“Violence is Never the Answer”

Screen shot of CNN broadcast in the wake of nation-wide protests following George Floyd's death at the hands of police.

If you were watching CNN midday today then you might have heard LZ Granderson‘s interview, commenting on several days of nation-wide protests in the US that have resulted from yet another African American man dying at the hands of the police — this time a man named George Floyd, in Minneapolis. What Granderson said caught my ear, for it’s just the sort of thing that I’d hope that the students trained in our Department would not just understand but be able to use in understanding the moment in which we now find ourselves.

For on the heels of CNN’s broadcast of New York Gov. Andrew Cuomo’s daily COVID-19 press conference, during which, with regard to the protests, he commented that violence is never the answer, Granderson rightly observed that, while he agreed with such a sentiment, he also notices that it is only spoken after communities react to the initial actions of the police. That is, such a caution is never spoken in response to the original act of violence itself, in this case the actions (and, yes, inactions) of the four police officers in Minneapolis that so many of us have by now seen on video for ourselves. (At the time of writing this only one has been arrested and charged.)

Good point.

So this term “violence” is hardly an innocent descriptor of some obvious state of being; after all, when it comes to law enforcement, the official word that is used is “force,” as in using the term “use of force” to name the varying degrees of physical coercion that an officer might use to compel a person to do as they say — and among those options is, of course, so-called deadly or lethal force. Come to think of it, that very term “law enforcement” now takes on new meaning, much as the longtime habit (going back several centuries, in fact) of talking about “the police force” or “a military force” — terms that likely strike many of us today as simply naming the unit or group rather than reading them as adjectives that modify a specific mode of coercive action.

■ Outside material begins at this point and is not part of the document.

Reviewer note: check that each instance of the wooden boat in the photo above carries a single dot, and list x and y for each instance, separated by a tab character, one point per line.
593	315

Building on Granderson’s point, many would probably not even think to caution that violence is never the answer in response to initial police actions because, by definition, they wouldn’t see them as being a form violence but, instead, a use of force — a term that effectively authorizes just some actions by helping many to see them as legitimate, necessary, called for, reasonable, etc. But if you were on the receiving end of some of the “uses of force” that I saw in news coverage from last night’s various protests across the country, then my guess is that you’d likely not have any trouble identifying the rhetorical work being done when we choose which and whose actions count as violence.

And this is what students trained in our Department hopefully “get”; for they come to understand that our faculty members use the study of religion as an opportunity to delve into one specific area of human culture and history, sure, but in order to also investigate different ways of organizing and identifying ourselves, and the different ways of authorizing each of those organizations and identifications — recognizing that words and actions are always interlinked.

So while I’ve not yet spoken to any of our majors or grad students about these latest police actions and the protests that they’ve inspired, I’m hopeful that they come to all of this with critical tools to make sense of our current moment. For, as Granderson so nicely recognizes, words are about so much more than mere vocabulary; instead, they’re all about how social groups represent, naturalize and entrench themselves — and maybe even how they can sometimes get critiqued and, perhaps, re-imagined.